Мир, согласно стоикам, уже бессчетное количество раз сгорал в пламени вселенского пожара, и бессчетное количество раз еще сгорит, а потом возродится снова и снова, причем в том же самом виде. История опять пройдет тот же самый путь. И вновь родится в Афинах Сократ, и вновь будет учить на улицах и площадях, и вновь будет браниться с ним его сварливая жена Ксантиппа, и вновь Сократа предадут суду, и приговорят к смерти, и философ выпьет поднесенную ему чашу цикуты… Как говорится, ничто не ново под луной. И изменить ничего нельзя: всё идет по плану, от века предначертанному судьбой. В размеренный распорядок этого мирового круговорота человек, как бы он ни старался, не властен внести ни малейшего отклонения; остается ему подчиняться. «Покорных рок ведет, влечет строптивого» (Сенека. Нравственные письма к Луцилию. 107. 11). Иными словами, хочешь не хочешь, а будешь делать, сам о том не подозревая, то, что тебе свыше предназначено делать. У тебя всегда будет сохраняться мнение, будто ты сам принимаешь решения, сам являешься хозяином своей судьбы, но это не более чем иллюзия.

Снова и снова убеждаемся: греческий духовный мир на самых разных уровнях находился в состоянии постоянного напряжения между двумя «полюсами». Между ними развертывался диалектический процесс «единства и борьбы противоположностей». Индивидуализм и коллективизм. «Гибрис» и «софросине». Аполлон и Дионис. Дерзание и пессимизм. Изменения и «вечное возвращение»…

А к архаической эпохе всё сказанное относится в какой-то совершенно особой степени. В это уникальное время одновременно развертывались два совершенно не похожих друг на друга процесса: и интеллектуальная революция, породившая философию и науку, и резкий всплеск мистицизма.

Для предыдущего этапа развития древнегреческого сознания, отразившегося в эпосе Гомера, особенно в «Илиаде», характерна в корне иная картина: практически полное отсутствие мистики в какой бы то ни было форме. Мало в мировой литературе книг менее мистических, чем та же «Илиада». Да, действие поэмы — некое грандиозное полотно, в котором участвуют и боги. Однако небожители и их жизнь изображены вообще без всякого оттенка туманной таинственности: гомеровские Зевс и Аполлон, Гера и Афина — просто образы людей, которым «ничто человеческое не чуждо» (но, конечно, людей неизмеримо более могущественных, чем земные смертные).
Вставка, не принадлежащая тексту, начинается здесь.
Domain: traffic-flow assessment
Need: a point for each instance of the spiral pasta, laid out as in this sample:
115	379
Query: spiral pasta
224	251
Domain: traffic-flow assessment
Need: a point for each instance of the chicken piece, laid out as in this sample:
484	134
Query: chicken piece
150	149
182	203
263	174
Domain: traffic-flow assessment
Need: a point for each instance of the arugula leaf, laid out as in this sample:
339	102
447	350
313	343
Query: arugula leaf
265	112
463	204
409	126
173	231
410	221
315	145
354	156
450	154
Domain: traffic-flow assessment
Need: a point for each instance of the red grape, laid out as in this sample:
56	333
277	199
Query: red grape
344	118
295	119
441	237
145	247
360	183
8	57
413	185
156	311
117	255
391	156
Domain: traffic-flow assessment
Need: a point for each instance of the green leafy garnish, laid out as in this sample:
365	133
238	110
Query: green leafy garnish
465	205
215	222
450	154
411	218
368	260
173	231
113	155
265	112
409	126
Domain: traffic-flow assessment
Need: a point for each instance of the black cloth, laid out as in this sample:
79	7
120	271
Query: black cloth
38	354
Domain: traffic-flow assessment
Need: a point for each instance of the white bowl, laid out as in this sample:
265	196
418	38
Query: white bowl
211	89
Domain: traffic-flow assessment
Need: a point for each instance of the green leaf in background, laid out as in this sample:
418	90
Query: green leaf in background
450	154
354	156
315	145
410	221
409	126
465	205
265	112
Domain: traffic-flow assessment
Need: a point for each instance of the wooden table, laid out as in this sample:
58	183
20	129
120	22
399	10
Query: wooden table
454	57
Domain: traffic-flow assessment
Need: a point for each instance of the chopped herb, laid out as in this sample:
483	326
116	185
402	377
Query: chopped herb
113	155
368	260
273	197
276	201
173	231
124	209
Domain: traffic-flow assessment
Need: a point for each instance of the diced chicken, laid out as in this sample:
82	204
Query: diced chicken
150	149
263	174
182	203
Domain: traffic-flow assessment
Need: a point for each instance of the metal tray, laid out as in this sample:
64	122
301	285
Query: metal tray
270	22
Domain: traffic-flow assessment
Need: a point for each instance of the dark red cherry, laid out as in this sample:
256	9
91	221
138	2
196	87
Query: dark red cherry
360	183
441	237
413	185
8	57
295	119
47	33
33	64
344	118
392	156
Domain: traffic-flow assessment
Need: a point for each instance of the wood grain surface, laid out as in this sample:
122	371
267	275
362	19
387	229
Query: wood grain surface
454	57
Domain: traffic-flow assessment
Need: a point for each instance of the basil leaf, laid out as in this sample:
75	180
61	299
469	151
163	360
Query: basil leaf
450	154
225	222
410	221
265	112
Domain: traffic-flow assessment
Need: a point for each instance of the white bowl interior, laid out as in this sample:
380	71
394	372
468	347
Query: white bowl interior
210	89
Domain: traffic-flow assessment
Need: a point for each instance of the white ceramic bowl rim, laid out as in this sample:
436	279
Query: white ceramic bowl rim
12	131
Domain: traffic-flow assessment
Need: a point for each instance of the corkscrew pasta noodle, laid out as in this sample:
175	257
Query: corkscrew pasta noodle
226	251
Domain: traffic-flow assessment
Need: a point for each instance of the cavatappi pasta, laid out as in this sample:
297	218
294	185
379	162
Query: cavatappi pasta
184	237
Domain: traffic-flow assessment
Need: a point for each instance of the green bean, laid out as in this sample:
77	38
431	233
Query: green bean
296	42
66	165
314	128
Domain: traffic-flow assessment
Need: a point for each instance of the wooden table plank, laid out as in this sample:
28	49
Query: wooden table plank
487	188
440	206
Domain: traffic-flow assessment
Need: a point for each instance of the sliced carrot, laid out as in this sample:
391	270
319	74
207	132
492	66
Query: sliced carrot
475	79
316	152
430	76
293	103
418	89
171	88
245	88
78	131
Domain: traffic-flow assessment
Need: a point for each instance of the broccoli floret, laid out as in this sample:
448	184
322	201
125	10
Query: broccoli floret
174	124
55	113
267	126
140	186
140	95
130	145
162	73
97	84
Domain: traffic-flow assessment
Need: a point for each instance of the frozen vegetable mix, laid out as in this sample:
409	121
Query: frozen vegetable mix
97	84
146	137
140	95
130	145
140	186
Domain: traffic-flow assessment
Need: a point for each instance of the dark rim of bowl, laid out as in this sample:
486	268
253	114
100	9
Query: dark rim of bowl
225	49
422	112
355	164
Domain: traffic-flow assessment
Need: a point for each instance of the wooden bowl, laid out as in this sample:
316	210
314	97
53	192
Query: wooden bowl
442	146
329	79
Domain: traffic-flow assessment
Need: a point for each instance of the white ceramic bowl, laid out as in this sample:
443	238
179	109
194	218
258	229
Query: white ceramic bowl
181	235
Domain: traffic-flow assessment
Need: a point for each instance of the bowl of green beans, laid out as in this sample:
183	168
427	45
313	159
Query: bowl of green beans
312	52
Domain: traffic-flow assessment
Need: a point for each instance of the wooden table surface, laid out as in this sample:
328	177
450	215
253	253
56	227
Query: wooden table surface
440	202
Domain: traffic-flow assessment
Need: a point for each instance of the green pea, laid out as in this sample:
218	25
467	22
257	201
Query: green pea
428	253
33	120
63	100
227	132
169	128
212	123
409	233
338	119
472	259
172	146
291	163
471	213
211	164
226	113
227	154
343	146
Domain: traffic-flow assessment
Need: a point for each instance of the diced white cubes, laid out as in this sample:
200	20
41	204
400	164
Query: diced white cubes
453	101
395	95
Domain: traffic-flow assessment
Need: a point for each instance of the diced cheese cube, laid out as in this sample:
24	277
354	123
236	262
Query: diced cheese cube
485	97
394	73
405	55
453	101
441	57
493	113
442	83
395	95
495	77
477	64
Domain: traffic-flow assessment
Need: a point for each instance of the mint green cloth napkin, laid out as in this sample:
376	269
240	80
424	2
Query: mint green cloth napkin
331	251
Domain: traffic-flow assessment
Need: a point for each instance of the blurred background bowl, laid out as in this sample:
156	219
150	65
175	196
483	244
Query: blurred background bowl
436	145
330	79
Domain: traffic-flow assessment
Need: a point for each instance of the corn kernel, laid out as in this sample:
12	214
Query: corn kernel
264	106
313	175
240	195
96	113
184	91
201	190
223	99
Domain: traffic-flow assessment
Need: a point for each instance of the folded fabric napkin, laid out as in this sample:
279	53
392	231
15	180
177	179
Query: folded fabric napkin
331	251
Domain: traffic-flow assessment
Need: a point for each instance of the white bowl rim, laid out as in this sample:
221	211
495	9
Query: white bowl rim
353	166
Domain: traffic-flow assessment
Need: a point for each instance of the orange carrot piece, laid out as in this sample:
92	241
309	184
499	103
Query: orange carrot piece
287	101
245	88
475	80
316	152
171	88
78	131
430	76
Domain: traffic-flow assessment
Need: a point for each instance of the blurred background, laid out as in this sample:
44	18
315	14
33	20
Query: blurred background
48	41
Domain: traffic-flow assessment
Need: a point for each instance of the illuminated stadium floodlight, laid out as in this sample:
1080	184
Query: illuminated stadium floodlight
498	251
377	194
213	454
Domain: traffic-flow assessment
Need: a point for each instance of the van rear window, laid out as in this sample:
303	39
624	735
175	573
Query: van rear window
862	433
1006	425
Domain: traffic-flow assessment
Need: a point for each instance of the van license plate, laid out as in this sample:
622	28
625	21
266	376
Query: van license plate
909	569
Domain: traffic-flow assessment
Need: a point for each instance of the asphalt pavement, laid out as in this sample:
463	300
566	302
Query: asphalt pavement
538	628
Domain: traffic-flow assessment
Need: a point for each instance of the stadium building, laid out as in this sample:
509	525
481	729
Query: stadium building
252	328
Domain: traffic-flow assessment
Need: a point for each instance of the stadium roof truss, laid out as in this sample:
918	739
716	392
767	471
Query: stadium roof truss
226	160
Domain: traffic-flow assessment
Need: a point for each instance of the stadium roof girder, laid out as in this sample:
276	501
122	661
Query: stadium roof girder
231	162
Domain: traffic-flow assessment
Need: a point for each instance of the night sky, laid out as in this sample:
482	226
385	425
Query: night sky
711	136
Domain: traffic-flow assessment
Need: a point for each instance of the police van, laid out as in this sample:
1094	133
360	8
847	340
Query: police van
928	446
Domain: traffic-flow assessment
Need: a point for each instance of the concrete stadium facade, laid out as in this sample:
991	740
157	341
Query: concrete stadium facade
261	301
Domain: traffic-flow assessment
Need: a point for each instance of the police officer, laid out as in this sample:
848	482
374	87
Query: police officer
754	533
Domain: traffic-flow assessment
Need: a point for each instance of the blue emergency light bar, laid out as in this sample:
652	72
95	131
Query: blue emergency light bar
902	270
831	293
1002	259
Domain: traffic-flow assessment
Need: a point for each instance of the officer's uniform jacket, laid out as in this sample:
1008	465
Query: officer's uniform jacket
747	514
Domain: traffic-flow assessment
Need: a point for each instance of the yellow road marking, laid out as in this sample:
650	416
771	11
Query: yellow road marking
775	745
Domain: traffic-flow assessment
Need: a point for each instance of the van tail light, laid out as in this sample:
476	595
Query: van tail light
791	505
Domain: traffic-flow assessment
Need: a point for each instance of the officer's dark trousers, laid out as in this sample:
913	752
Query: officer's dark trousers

В «Илиаде» немало страшного, в «Одиссее», пожалуй, еще больше. В этом последнем произведении встречаются уже и сверхъестественные чудовища, вроде циклопов и сирен. Но даже и в сценах с их участием мы не ощущаем никакого особого мистицизма. Наверное, единственный эпизод «Одиссеи», где все-таки чувствуется некоторый налет мистического, — вызывание заглавным героем душ мертвых. Но не случайно именно эту часть поэмы часто и считают более поздней вставкой.

В период архаики всё меняется. Не исключено, что поразительное нарастание мистических настроений[24] было как-то связано с бурным темпом перемен во всех областях жизни — перемен, о которых речь шла выше.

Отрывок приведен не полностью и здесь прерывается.